The accented characters, as I see, start from 192
onwards. However, not all characters beyond this are, so you will have to compare against the right set.
Here is a pseudocode that shows what I mean. (I am not skilled at JavaScript.)
/* This array has to be prepared by looking at all ASCII characters till 255. */
char[] accented = new char[]{ (char) 192, (char) 193, ... };
for( let c of Array.from( 'helloéèhello' ) ){
if( isPresentIn( c, accented ) ){
console.log( "Accented chars present" )
break;
}
}
Unicode
If this is a Unicode text, there is an indirect way to do this using normalization of Unicode characters. In Unicode, accented characters are usually composite characters. So, you can decompose the character and check if it has a component greater than code point 256.
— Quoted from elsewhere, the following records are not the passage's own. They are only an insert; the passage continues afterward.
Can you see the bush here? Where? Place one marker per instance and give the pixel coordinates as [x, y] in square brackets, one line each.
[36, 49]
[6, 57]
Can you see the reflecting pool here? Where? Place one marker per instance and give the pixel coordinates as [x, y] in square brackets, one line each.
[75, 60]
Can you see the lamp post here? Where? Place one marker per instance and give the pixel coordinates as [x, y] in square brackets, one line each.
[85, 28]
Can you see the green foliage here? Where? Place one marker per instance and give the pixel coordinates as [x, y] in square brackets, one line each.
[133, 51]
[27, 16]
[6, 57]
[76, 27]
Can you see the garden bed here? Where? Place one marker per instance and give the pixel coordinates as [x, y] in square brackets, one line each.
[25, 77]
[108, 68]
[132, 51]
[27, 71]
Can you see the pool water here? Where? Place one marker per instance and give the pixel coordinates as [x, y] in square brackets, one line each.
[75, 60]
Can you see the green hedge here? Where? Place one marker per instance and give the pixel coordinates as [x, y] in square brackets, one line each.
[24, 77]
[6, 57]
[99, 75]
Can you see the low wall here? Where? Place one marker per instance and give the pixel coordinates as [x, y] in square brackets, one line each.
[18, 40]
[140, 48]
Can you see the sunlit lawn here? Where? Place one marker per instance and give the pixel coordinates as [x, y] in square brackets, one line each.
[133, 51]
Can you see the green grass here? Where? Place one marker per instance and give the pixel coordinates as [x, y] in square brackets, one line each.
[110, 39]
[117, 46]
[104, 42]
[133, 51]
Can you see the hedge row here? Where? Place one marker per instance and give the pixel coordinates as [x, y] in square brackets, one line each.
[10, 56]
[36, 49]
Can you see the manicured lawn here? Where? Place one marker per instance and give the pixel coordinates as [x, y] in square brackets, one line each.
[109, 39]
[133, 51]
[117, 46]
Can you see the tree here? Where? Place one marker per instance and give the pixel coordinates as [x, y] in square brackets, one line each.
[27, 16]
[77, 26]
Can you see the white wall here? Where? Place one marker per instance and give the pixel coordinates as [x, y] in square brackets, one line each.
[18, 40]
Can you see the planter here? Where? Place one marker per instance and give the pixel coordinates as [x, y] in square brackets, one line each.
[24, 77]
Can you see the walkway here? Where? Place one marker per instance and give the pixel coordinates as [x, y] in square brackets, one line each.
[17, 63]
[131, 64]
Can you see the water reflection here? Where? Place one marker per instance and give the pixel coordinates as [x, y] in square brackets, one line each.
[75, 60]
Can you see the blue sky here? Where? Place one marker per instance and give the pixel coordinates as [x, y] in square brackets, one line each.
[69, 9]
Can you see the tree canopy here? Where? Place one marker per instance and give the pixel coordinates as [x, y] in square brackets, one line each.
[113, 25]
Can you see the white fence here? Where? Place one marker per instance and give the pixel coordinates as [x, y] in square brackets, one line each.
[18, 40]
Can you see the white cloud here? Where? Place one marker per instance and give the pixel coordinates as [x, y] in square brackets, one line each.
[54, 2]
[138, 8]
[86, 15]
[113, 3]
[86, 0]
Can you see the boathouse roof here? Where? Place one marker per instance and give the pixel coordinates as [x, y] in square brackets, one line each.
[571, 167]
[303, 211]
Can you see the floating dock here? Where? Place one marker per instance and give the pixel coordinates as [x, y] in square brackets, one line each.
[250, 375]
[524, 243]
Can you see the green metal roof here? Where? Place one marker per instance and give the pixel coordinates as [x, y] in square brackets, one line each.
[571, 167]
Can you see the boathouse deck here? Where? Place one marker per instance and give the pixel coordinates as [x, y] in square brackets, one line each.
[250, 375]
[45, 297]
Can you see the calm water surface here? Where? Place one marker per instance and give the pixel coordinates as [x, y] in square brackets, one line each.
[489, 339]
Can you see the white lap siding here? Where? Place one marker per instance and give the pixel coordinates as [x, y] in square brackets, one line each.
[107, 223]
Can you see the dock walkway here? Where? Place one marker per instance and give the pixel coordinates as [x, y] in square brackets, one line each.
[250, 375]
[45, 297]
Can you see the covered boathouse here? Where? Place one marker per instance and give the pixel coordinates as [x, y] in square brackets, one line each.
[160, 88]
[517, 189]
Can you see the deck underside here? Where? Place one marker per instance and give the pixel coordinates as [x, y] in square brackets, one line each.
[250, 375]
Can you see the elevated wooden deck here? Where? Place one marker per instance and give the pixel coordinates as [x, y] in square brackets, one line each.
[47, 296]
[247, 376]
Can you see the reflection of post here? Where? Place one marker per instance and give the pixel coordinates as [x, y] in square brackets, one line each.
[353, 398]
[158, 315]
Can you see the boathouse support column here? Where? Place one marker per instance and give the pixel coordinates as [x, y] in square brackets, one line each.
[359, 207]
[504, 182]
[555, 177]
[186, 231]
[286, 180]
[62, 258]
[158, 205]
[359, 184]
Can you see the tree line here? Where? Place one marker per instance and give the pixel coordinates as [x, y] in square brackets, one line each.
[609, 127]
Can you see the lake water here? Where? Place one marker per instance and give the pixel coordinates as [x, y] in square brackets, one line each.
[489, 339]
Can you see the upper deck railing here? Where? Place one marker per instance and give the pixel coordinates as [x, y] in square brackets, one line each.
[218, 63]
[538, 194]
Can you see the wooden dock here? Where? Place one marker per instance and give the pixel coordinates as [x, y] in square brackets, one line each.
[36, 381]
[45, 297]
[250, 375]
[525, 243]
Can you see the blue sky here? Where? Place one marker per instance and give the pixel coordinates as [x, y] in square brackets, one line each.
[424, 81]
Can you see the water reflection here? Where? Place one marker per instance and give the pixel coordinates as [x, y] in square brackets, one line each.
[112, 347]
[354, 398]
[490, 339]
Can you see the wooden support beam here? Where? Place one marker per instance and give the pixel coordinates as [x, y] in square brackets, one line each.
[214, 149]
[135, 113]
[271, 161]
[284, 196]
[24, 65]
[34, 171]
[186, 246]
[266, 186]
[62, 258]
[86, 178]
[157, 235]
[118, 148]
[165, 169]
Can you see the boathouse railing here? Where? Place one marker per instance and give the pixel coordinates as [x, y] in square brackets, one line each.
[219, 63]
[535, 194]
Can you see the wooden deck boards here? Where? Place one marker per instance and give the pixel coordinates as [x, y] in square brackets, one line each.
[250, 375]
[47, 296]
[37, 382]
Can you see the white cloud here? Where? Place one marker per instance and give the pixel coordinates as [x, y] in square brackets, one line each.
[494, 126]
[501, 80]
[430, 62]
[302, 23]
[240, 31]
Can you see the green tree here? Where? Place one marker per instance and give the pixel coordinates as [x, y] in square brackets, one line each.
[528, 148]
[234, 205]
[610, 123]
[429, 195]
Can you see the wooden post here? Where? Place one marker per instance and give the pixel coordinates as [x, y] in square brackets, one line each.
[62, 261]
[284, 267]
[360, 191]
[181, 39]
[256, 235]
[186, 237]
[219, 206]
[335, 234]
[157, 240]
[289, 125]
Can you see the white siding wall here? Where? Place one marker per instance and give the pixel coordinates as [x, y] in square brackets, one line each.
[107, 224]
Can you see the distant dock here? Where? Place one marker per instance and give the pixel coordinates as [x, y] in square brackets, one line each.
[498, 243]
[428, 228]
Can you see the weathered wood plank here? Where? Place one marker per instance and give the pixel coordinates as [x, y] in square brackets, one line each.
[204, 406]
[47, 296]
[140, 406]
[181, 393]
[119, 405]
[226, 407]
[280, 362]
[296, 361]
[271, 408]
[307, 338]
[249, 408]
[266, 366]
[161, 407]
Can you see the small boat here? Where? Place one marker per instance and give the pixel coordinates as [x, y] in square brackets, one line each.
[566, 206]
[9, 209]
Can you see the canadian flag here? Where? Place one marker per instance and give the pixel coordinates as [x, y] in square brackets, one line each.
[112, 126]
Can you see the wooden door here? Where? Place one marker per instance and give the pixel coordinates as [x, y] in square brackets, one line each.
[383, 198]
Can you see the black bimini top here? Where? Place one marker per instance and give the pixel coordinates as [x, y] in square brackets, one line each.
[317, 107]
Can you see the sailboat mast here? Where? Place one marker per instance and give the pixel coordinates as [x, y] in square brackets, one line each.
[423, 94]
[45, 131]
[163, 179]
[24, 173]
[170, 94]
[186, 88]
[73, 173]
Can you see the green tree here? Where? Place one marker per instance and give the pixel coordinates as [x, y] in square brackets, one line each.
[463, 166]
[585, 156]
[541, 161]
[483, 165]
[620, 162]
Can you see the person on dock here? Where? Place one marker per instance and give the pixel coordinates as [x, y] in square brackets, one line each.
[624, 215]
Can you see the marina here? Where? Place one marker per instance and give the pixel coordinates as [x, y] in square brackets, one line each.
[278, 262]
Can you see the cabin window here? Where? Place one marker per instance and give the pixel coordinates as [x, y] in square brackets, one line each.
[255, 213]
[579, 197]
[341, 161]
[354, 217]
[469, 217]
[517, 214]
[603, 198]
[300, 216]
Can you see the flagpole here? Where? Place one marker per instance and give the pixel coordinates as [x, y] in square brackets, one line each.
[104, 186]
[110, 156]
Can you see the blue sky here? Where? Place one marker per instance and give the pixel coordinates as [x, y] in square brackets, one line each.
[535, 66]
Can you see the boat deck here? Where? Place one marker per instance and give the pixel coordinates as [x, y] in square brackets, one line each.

To understand it in detail, you may go through the description at https://www.unicode.org/reports/tr15/tr15-23.html.
This is not perfect, but will be a good guide for you to come up with a more complete design.
Decomposing in JavaScript:
'helloéèhello'.normalize( 'NFD' )
Eg, é
decomposes into e
and code point 768, è
decomposes into e
and code point 769.
Note the difference in the characters without and after normalization.
Array.from( 'helloéèhello'.normalize( 'NFD' ) )
(14) ['h', 'e', 'l', 'l', 'o', 'e', '́', 'e', '̀', 'h', 'e', 'l', 'l', 'o']
Array.from( 'helloéèhello' )
(12) ['h', 'e', 'l', 'l', 'o', 'é', 'è', 'h', 'e', 'l', 'l', 'o']